Noi e l’angelo dovremmo invece trovare la forza per resistere alla tempesta, e, insieme agli antenati, andare avanti nella stessa direzione, verso un futuro che non sia un problema da risolvere o un progetto (il progresso) da adempiere, ma un percorso di condivisione, che contiene la promessa dell’eternità perché costruito da tutte le generazioni insieme. Come lo spazio cosmico, il futuro dovrebbe essere continuamente anelato, più che realizzato. In questo modo l’eredità potrebbe essere sostituita dalla persistenza, ed evidente risulterebbe la diacronia tra passato e presente: ovvero che il passato, scrive Ingold, «continua a intravedersi, sebbene debolmente». Viviamo in un palinsesto che porta i segni di tanti tempi diversi. Il palinsesto è una pergamena che è stata utilizzata più volte, ogni volta raschiando la superficie per rimuovere il più possibile le tracce precedenti: ma alcune rimangono e a volte stanno davanti rispetto alle tracce più antiche. Quello che si vede sul palinsesto è come un terreno rivoltato dall’aratro. L’aratro è in effetti, secondo l’antropologo, lo strumento iconico di questo mondo che si rivolta: così come l’azione del dissotterrare, del far ritornare il passato, è l’opposto del passato archiviato.

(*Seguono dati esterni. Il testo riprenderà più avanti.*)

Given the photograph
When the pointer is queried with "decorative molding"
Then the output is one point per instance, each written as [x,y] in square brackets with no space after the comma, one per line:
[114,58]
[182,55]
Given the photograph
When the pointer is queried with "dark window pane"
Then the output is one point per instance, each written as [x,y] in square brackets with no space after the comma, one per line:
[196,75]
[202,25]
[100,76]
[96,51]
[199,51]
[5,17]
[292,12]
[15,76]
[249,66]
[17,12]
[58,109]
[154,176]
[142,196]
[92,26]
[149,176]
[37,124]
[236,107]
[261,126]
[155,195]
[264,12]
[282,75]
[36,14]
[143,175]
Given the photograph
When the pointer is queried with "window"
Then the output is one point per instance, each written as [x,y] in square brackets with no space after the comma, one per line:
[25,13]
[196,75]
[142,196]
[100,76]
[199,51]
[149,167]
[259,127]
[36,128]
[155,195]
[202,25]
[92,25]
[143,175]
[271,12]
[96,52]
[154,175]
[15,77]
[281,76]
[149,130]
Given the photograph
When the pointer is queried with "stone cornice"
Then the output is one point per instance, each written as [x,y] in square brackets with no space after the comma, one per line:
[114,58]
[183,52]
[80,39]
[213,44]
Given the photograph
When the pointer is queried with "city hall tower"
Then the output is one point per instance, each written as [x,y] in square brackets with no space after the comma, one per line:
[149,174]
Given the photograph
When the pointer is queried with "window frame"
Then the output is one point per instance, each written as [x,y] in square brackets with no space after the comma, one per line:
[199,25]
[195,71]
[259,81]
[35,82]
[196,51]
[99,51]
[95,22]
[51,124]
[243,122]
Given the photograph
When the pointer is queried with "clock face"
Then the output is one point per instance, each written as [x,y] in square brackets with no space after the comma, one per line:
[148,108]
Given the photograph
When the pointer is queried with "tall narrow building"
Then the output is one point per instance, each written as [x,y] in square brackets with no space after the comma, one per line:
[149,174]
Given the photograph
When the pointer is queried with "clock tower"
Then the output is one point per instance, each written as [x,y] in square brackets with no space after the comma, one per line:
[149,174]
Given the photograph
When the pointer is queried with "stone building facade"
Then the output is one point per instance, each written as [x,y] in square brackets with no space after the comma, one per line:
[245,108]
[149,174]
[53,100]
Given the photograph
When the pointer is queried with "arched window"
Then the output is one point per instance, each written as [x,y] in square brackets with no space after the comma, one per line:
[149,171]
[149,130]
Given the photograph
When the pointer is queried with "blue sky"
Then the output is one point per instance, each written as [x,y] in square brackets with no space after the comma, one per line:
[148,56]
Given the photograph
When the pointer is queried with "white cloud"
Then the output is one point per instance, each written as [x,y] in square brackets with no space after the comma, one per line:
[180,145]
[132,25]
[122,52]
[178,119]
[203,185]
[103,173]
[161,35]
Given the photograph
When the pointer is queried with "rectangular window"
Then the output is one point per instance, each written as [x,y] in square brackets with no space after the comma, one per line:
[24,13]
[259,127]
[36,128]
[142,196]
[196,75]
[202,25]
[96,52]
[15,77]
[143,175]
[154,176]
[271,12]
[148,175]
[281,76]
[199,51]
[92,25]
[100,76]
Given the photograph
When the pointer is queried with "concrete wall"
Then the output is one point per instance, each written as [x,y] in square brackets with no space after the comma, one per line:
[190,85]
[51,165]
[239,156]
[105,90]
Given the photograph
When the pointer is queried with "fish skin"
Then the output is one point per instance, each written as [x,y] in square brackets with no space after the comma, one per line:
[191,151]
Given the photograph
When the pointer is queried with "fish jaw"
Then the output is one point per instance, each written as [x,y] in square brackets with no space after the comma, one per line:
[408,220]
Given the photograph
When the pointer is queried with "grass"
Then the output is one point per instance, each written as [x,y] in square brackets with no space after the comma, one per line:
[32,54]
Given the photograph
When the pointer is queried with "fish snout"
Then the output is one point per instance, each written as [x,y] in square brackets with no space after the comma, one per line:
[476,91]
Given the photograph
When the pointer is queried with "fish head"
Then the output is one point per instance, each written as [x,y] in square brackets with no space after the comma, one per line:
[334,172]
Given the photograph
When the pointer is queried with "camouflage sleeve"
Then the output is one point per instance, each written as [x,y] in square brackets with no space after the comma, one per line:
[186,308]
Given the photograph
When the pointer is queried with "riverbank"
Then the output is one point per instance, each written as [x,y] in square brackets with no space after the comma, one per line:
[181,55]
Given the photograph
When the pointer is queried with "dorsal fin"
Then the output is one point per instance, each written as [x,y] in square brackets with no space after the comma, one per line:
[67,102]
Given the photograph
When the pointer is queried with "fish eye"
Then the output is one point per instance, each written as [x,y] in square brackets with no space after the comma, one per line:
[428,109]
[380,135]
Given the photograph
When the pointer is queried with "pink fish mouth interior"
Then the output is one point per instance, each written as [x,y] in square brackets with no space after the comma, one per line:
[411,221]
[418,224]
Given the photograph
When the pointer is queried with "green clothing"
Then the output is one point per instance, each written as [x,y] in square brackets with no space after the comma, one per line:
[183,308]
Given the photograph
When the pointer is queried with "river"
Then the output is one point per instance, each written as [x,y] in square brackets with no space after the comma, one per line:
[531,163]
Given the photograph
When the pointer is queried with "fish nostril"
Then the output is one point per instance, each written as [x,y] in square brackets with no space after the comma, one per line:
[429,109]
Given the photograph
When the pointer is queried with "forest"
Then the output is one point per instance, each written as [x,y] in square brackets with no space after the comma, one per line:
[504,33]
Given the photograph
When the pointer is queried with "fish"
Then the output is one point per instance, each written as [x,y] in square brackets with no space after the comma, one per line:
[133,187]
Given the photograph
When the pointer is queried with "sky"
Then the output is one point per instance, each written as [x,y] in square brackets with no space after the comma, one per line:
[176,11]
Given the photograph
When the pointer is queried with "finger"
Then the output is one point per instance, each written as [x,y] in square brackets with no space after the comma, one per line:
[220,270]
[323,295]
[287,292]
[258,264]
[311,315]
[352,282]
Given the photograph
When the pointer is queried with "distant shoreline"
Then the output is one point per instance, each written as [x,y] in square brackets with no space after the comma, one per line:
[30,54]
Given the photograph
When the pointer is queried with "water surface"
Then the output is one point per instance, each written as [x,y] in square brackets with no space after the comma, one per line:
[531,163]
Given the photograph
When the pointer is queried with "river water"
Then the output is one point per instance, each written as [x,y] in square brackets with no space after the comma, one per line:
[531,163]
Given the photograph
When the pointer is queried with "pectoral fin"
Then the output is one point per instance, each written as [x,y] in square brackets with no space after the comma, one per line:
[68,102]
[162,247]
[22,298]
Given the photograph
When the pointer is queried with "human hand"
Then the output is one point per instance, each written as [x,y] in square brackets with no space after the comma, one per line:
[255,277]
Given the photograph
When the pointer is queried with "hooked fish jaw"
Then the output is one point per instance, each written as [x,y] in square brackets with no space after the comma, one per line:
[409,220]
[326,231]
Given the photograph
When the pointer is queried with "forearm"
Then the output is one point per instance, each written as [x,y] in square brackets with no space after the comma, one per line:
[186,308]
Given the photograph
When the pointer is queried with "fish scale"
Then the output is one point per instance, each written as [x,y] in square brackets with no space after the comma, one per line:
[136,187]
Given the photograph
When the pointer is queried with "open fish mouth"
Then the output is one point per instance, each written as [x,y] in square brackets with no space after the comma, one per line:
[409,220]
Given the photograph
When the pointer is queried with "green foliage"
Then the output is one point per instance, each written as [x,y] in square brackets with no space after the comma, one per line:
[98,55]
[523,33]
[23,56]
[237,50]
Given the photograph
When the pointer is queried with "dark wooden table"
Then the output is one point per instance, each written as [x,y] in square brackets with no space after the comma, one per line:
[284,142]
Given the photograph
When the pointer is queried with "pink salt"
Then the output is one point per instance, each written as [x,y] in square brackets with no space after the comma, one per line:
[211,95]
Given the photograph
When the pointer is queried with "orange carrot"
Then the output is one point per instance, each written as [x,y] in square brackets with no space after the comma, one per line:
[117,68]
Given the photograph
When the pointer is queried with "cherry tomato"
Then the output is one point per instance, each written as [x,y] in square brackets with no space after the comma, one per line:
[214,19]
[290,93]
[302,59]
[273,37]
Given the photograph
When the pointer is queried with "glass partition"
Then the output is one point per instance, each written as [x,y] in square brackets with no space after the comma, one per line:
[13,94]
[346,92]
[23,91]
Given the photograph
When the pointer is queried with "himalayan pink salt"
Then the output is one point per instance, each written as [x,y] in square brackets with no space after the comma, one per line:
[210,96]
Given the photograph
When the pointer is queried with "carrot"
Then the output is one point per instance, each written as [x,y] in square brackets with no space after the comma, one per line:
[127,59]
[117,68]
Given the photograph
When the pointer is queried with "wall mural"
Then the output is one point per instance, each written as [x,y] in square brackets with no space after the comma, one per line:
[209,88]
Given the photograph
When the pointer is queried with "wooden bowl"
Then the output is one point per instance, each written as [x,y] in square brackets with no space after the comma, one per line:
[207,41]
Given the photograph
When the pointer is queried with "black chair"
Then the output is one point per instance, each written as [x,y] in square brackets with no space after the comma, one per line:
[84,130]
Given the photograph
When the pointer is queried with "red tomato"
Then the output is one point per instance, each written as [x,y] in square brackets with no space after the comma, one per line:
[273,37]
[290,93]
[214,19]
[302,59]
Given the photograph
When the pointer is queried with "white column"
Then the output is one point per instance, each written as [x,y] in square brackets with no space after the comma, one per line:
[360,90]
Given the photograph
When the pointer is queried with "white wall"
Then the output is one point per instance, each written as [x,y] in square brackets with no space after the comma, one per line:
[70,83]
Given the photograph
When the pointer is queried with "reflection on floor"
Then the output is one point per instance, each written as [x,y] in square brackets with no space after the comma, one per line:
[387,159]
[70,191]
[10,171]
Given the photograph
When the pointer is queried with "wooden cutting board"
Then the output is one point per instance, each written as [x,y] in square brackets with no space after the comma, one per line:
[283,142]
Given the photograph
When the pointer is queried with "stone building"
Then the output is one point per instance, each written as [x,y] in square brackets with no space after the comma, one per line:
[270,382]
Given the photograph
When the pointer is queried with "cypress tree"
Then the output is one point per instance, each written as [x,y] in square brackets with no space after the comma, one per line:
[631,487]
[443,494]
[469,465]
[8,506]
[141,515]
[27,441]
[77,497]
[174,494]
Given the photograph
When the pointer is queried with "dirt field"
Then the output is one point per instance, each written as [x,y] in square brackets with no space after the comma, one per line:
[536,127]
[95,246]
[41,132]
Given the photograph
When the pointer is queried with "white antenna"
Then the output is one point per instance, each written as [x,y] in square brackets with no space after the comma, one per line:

Il saggio di Ingold, a tratti rivelatorio, in alcuni punti si presenta invece ostico perché sviluppato su un piano teorico e astratto, teso nello sforzo filosofico ed epistemologico di uscire da convinzioni e meccanismi mentali tanto radicati. Eppure è innegabile che sono proprio queste generazioni che cadono come angeli ribelli – e l’idea di un tempo lineare dove tutto e tutti sono caduchi, effimeri, destinati ad essere sorpassati e sostituiti – a determinare risvolti sociali di marginalizzazione e di ingiustizia soprattutto verso giovani e anziani (non a caso relegati in spazi dove passano buona parte della giornata solo tra coetanei: asili nido, scuole, case di riposo…).

Ingold invita a ripensare le pratiche di conservazione, di educazione, di convivenza civile e della scienza a partire dall’idea, poco percorsa, del perdurare della vita sociale attraverso la storia profonda. Non si tratta di negare la morte e l’estinzione delle cose (naturali o antropiche che esse siano: persone, modi di vivere, abitudini, tradizioni) ma di guardarle da un altro punto di vista, rompendo il paradigma di una prospettiva temporale lineare e volta al continuo progresso materiale. Si tratta di non vivere una sola vita, con tutto il carico di fragilità che questo pensiero comporta in noi.